An hours-of-service exemption request from a group of environmental spill services companies has been denied.

The Federal Motor Carrier Safety Administration published the notice of denial in the Federal Register on Nov. 12.

Members of the Spill Control Association of America – HEPACO, Heritage Environmental Services, Lewis Environmental, and Moran Environmental Recovery – submitted a joint application for exemption, requesting relief from the 14-hour rule.

The request

The four SCAA companies said that the hours-of-service limitations have created difficulties for environmental spill emergency response companies. They asked the agency to allow them to respond to a release or threat of a release of oil and other hazardous materials, subject to the following conditions for each driver:

  • The on-duty period may not exceed 4.5 additional hours for a total of 18.5 hours of nonconsecutive on-duty time before the required reset.
  • Driving time for drivers who exceed the 14-hour period may not exceed eight hours.
  • Driving is not permitted after 70 hours on duty in eight days.
  • Drivers must take 10 hours off duty following the duty day.
  • All drivers must comply with the ELD rule.

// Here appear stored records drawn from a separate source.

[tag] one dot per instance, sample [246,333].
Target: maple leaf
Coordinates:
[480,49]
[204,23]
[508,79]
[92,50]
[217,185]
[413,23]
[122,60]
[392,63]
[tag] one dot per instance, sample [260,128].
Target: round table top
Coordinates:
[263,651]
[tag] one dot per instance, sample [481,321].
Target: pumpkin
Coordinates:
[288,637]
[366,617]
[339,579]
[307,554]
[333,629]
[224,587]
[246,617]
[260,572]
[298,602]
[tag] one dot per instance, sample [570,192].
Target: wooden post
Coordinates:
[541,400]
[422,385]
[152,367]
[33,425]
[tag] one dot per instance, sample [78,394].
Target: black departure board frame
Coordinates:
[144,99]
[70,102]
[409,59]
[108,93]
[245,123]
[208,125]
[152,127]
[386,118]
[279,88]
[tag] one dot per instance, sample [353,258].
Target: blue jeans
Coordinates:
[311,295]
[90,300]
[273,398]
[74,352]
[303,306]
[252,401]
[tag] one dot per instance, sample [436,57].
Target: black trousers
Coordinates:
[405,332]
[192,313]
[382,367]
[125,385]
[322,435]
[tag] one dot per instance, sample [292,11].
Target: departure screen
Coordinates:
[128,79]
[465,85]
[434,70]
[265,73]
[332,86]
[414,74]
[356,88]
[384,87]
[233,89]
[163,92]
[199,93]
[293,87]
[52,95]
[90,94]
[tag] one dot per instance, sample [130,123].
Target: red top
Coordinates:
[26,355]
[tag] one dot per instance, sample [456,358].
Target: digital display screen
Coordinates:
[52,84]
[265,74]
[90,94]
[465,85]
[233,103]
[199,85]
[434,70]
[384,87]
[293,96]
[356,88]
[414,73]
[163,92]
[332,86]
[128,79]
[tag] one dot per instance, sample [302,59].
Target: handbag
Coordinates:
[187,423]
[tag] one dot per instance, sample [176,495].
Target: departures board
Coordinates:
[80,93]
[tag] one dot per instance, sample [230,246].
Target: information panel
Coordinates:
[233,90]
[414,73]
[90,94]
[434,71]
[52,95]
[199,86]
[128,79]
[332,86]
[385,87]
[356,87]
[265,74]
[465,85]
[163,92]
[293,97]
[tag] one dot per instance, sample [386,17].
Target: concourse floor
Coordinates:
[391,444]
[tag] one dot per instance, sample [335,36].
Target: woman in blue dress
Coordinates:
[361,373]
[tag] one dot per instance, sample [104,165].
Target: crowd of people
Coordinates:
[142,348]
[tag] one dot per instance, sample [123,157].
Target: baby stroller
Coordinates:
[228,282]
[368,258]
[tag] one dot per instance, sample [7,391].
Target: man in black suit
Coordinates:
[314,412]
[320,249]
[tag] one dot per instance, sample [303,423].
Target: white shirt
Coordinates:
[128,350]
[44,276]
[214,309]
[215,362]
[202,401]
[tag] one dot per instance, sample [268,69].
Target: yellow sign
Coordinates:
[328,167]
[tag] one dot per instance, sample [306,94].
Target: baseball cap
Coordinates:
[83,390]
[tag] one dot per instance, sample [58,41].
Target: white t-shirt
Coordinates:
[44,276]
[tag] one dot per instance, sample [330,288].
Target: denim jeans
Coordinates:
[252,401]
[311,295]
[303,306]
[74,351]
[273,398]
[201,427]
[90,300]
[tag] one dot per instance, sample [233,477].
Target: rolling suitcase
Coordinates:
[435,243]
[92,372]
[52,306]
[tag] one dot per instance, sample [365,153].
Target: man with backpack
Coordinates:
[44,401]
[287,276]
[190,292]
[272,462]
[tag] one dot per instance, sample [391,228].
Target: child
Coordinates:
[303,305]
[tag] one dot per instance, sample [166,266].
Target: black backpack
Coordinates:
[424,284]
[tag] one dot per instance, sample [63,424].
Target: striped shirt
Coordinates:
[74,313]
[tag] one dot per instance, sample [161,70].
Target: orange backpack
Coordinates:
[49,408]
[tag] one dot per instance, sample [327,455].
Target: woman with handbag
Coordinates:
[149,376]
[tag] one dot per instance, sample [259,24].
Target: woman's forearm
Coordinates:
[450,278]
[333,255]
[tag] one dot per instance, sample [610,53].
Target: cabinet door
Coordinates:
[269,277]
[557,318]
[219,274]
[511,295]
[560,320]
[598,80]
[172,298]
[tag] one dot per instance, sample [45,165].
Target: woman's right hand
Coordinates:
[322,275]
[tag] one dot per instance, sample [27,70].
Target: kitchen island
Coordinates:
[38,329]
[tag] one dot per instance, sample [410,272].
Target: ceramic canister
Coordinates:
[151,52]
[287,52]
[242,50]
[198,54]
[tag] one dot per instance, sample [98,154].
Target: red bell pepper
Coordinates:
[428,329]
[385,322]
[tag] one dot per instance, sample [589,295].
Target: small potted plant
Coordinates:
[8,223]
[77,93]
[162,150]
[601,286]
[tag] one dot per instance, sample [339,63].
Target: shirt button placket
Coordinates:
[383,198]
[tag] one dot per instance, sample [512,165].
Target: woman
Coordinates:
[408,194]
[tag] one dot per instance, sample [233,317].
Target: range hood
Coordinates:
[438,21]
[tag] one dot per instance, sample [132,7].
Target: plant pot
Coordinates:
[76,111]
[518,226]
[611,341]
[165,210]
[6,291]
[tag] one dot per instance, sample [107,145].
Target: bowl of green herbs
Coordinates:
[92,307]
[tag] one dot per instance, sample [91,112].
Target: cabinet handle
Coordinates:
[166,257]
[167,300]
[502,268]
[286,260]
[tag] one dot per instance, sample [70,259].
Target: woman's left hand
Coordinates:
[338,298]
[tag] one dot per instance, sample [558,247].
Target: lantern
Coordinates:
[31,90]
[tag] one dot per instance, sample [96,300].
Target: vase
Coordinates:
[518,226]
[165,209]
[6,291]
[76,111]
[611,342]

The SCAA told the agency that if the exemption is not granted, there could be a disruption of national/regional commerce, including delays in power restoration and protection of interstate commerce and infrastructure.

Reason for denial

FMCSA denied the request made by the environmental spill emergency response companies, saying there is no basis for determining that the exemption would achieve a level of safety equivalent to or greater than the current regulations.

“Based on the body of research underlying the hours-of-service requirements, there is no basis for granting an exemption that would allow an individual to drive after the 18th hour of coming on duty,” FMCSA wrote. “Although SCAA explained that drivers would not exceed eight hours of driving time during a work shift, the agency does not believe there is a basis for concluding that the eight-hour limit for driving time offsets the potential increase in safety risks associated with an 18.5 hour driving window.

“The applicants are essentially requesting that the 14-hour rule be extended by 4.5 hours in exchange for a three-hour reduction in the driving time limit. The agency does not find this safety tradeoff to be persuasive.”